Competitive by nature, Henderson says once that whistle goes she is totally focused on the game.
But she leaves it all on the netball court.
"It's tricky when you are playing people you know. We play the UMS girls, whom I adore, but on the netball court, you have to put that aside and they love it as much as us.
"When the game finishes, you have a cuddle, kiss, a laugh and that's it."
Passing along a love of sport to their children was important to both Kelly and Jacob. Freddy and Mae have embraced it as much as their parents.
Mae and Freddy have just completed their junior rugby season with Hinuera Rugby and Sports.

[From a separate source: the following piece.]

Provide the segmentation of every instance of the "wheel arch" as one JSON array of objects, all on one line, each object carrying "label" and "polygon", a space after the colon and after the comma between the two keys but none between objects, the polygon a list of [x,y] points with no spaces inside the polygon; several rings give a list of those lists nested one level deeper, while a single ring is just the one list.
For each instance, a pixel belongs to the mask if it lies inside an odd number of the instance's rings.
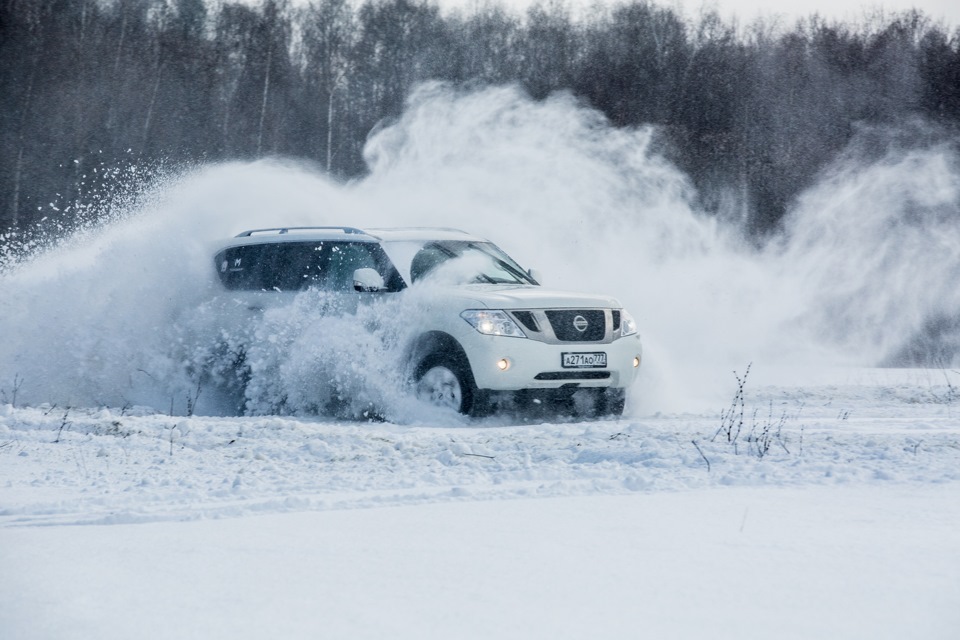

Mae, the only female player in her team, was in Ripper Rugby and Freddy in Tackle.
Henderson says team sports teaches them valuable skills that they use on and off the field.
"Team sport is such part of Kiwi mindset, to learn that every person has a role, whether you are the fastest, or the best tackler."
She could potentially see herself on the sidelines coaching Mae if she decided to segue from junior rugby into netball.
As a former teacher, she has the natural ability to motivate and lead - but has no desire to coach a womens team.
"I would much rather enjoy the game than tell other women how to play," she said.
Playing is her first love and one she wants to keep up as long as she can.
"I can't imagine my life without sport.
"I am running on the 'if you don't use it, you will lose it' theory. I think if I stop, things may seize up.
"If I gave it up, it would be an injury or if I thought I was dragging the team down.
"My mum is going to Nepal, to go walking up the Mountains. She is 74. I think if she can do that and still go to the gym, then that's gotta be me too."